How to get around no backspace when ICANON in non-canonical

Question

I am using termios as suggested in a previous question I asked but now am asking if there is a way get backspace to work whilst using termios in non-canonical mode. I am using termios to have not have an echo If I use &=ECHO and &=ICANON this is the result I want, the keyboard input is sent to putchar() as soon as the key is press and displayed but the '\b' key is display as hex, if I do the opposite I can't see the text till enter is pressed but '\b' works. I have looked up the manual and some other forums that and they said " not possible just don't make any mistakes", this would make sense seeing as how when I don't enter my password correctly in in a terminal on Ubuntu I can't backspace and change it. But I was making sure I haven't missed anything in the manual.

Code is to get input from stdin and not display empty lines.

#include <unistd.h>
#include <termios.h>
#include <errno.h>
#include <stdio.h>
#define ECHOFLAGS (ECHO)

int setecho(int fd, int onflag);
int first_line(int *ptrc);

int main(void){

struct termios old;
tcgetattr(STDIN_FILENO,&old);


setecho(STDIN_FILENO,0);
    int c;
    while((c = getchar())!= 4) //no end of file in non-canionical match to control D
        first_line(&c);
tcsetattr(STDIN_FILENO,&old);    
return 0;

    }


int setecho(int fd, int onflag){
    int error;
    struct termios term;

    if(tcgetattr(fd, &term) == -1)
        return -1;
    if(onflag){ printf("onflag\n");
        term.c_lflag &= ECHOFLAGS ; // I know the onflag is always set to 0 just 
        term.c_lflag &=ICANON;      // testing at this point
    }
    else{ printf("else\n");
        term.c_lflag &= ECHO;
        term.c_lflag &=ICANON;

    }

    while (((error = tcsetattr(fd, TCSAFLUSH, &term)) ==-1 && (errno == EINTR)))
            return error;
}

int first_line(int *ptrc){
    if (*ptrc != '\n' && *ptrc != '\r'){
            putchar(*ptrc);
        while (*ptrc != '\n'){
            *ptrc = getchar();
            putchar(*ptrc);
            }


    }
    else return 0;

    return 0;
}

Thanks Lachlan

P.S on a side point in my research I noticed someone saying Termios isn't "Standard C" is this because it is system dependant? (only for comments)

Answer 1

How would you expect this to work? If the input characters are sent to your program immediately, then by the time the backspace character is recieved it's simply too late for the terminal to handle backspace - your program has already seen the previous character, so it can't be taken back.
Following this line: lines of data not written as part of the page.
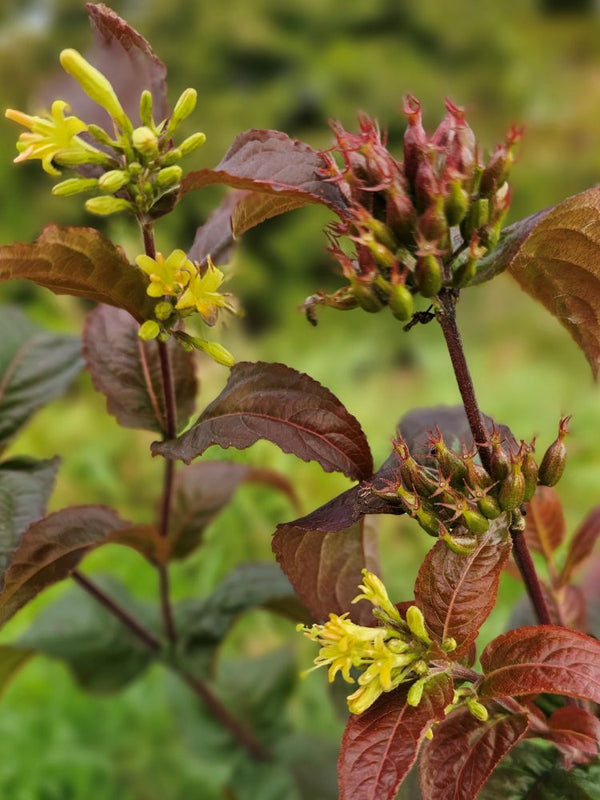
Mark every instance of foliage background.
[0,0,600,800]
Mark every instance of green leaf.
[477,741,600,800]
[0,458,59,574]
[176,563,297,674]
[0,306,83,450]
[0,225,154,322]
[18,578,157,692]
[83,305,198,433]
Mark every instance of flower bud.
[85,195,133,217]
[138,319,160,342]
[60,48,132,131]
[154,164,183,189]
[52,178,98,197]
[415,253,443,297]
[98,169,129,194]
[131,125,158,158]
[388,283,414,322]
[538,416,571,486]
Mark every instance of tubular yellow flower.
[136,250,196,297]
[5,100,91,175]
[177,256,234,325]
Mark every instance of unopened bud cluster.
[298,569,456,714]
[305,95,521,321]
[371,417,570,554]
[6,49,206,217]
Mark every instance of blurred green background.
[0,0,600,800]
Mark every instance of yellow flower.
[176,256,234,325]
[135,250,196,297]
[352,569,402,623]
[5,100,91,175]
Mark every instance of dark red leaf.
[415,517,511,658]
[0,225,154,322]
[420,709,528,800]
[188,192,244,264]
[169,461,297,559]
[525,486,566,561]
[0,506,127,625]
[181,128,344,236]
[272,521,378,625]
[560,506,600,583]
[152,362,373,480]
[545,706,600,759]
[42,3,169,131]
[478,186,600,375]
[338,674,454,800]
[83,306,198,433]
[478,625,600,703]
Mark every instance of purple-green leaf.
[181,128,344,236]
[152,362,373,480]
[0,225,154,322]
[83,305,198,433]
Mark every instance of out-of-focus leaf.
[181,128,345,236]
[272,518,378,625]
[482,186,600,376]
[42,3,169,130]
[420,709,529,800]
[0,506,131,625]
[0,458,60,573]
[0,644,35,696]
[17,578,157,692]
[176,562,306,674]
[0,308,83,449]
[478,625,600,703]
[152,362,373,480]
[525,486,566,561]
[0,225,155,322]
[338,674,454,800]
[188,192,244,264]
[398,406,515,464]
[560,506,600,583]
[83,305,198,433]
[415,517,511,658]
[477,741,600,800]
[169,461,297,559]
[547,706,600,755]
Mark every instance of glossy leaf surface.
[420,709,528,800]
[83,305,198,433]
[0,225,154,322]
[338,674,453,800]
[152,362,373,480]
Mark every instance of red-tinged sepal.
[338,673,454,800]
[420,708,528,800]
[477,625,600,703]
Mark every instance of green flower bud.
[98,169,129,194]
[388,283,414,322]
[154,300,173,321]
[138,319,160,342]
[167,89,198,135]
[415,253,443,297]
[60,48,133,131]
[154,164,183,189]
[52,178,98,197]
[131,125,158,158]
[140,89,154,128]
[85,195,134,217]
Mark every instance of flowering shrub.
[0,4,600,800]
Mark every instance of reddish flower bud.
[538,416,571,486]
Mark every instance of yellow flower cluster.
[298,570,431,714]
For example, say the user presses A. Your program will receieve 'A' from getchar() and process it. Now the user presses backspace - now what should the terminal do?
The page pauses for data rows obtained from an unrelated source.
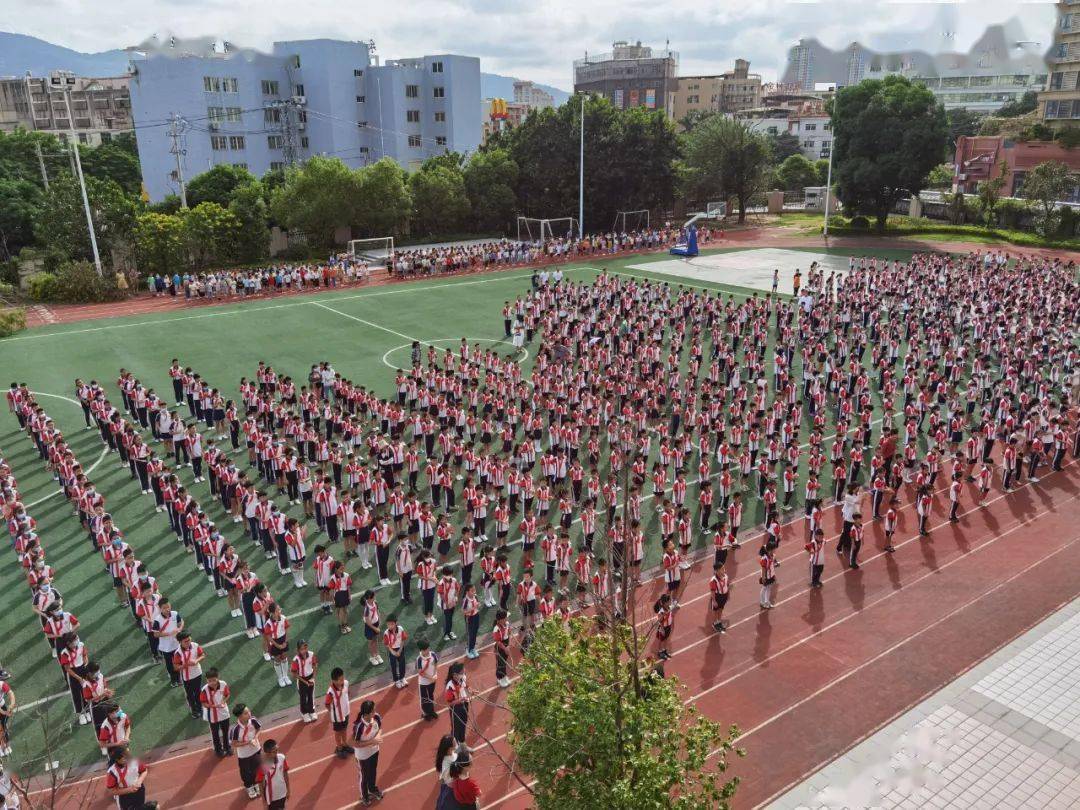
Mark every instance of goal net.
[349,237,394,265]
[517,217,578,244]
[705,202,728,219]
[611,208,649,233]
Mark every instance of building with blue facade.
[131,39,482,201]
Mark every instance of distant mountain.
[0,31,570,105]
[480,73,570,107]
[0,31,130,77]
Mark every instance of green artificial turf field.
[0,248,910,769]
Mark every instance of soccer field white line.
[485,495,1080,810]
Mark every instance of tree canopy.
[832,76,948,230]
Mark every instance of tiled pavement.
[769,599,1080,810]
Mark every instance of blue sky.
[0,0,1054,89]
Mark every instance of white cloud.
[0,0,1054,89]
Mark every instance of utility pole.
[822,140,836,239]
[64,84,105,275]
[33,143,49,191]
[168,112,188,208]
[578,93,585,239]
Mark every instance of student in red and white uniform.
[352,700,382,807]
[257,740,288,810]
[708,563,731,633]
[323,666,352,756]
[199,667,232,757]
[105,745,147,810]
[97,703,132,755]
[229,703,262,799]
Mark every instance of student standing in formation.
[758,545,780,610]
[199,667,232,757]
[289,638,319,723]
[325,666,352,757]
[443,661,469,751]
[352,700,382,807]
[173,631,206,719]
[258,740,288,810]
[382,615,408,689]
[105,746,146,810]
[491,610,512,689]
[708,563,731,633]
[229,703,262,799]
[805,527,825,588]
[416,638,438,720]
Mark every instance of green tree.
[229,179,270,261]
[79,140,143,197]
[927,163,953,188]
[766,132,802,163]
[684,117,772,222]
[35,174,138,261]
[507,619,738,810]
[777,154,827,191]
[831,76,947,231]
[494,96,678,230]
[180,202,240,268]
[1021,160,1077,235]
[0,177,43,261]
[354,158,413,237]
[408,163,469,234]
[135,212,187,274]
[187,163,255,208]
[270,157,361,248]
[994,90,1039,118]
[464,149,517,233]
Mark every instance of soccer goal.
[517,217,578,244]
[611,208,649,233]
[349,237,394,265]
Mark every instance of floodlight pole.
[822,142,836,239]
[578,93,585,239]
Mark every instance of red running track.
[33,462,1080,810]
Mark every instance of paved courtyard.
[770,600,1080,810]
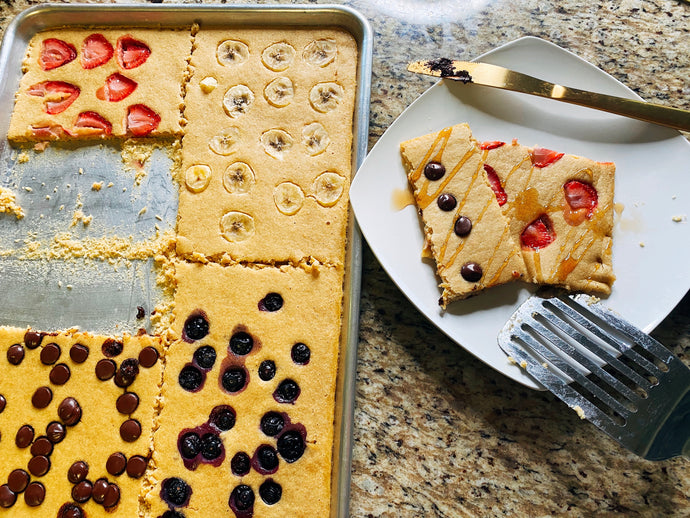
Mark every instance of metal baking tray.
[0,4,373,517]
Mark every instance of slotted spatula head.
[498,294,690,460]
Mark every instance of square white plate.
[350,37,690,388]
So this implies that the only place you can handle backspace in non-canonical mode is in your program itself. When you receive the '\b' character from getchar(), you can handle it specially (just like you have special handling for '\n') - for example, remove the most recently entered character from a buffer.

Answer 2

It's implementation-dependent. On my machine, pressing backspace led to the byte 127 being read by read(). This code worked on my machine.

#include <unistd.h>
#include <stdio.h>
#include <termios.h>
#include <string.h>
#include <stdlib.h>

#define MAXBUFSIZE (10000U)
#define DEL (127)

int main(void) {
    char buf[MAXBUFSIZE];
    char c;
    size_t top;
    struct termios curterm;

    tcgetattr(STDIN_FILENO, &curterm);
    curterm.c_lflag &= ~(ICANON| ECHO);
    curterm.c_cc[VTIME] = 0;
    curterm.c_cc[VMIN] = 1;
    tcsetattr(STDIN_FILENO, TCSANOW, &curterm);

    top = 0;
    while (read(STDIN_FILENO, &c, sizeof c) == 1) {
        switch (c) {
            case DEL:
                if (top) {
                    --top;
                    const char delbuf[] = "\b \b";
                    write(STDOUT_FILENO, delbuf, strlen(delbuf));
                }
                break;
            case '\n':
                write(STDOUT_FILENO, &c, sizeof c);
                write(STDOUT_FILENO, buf, top);
                top = 0;
                break;
            default:
                buf[top++] = c;
                write(STDOUT_FILENO, &c, sizeof c);
                break;
         }
    }

    return 0;
}

Answer 3

When the user presses backspace the application receives some control code. The application has to interpret the control code and take a character out of its buffer (application buffer since you are not using the kernel buffer). If the application is doing any kind of echoing (eg: echoing stars in place of the password characters) then it will have to send some other control codes to move the cursor left and blank out the last star.

Both the codes received for delete or backspace and the codes you send to move the cursor depend on the type of terminal the user has, so before you can do any of this jiggery-pokery you have to detect the terminal type as well. Most programmers don't want to spend time reading the manual for hundreds of different types of terminal, so they generally use a library that hides all of this from them. One such library is curses.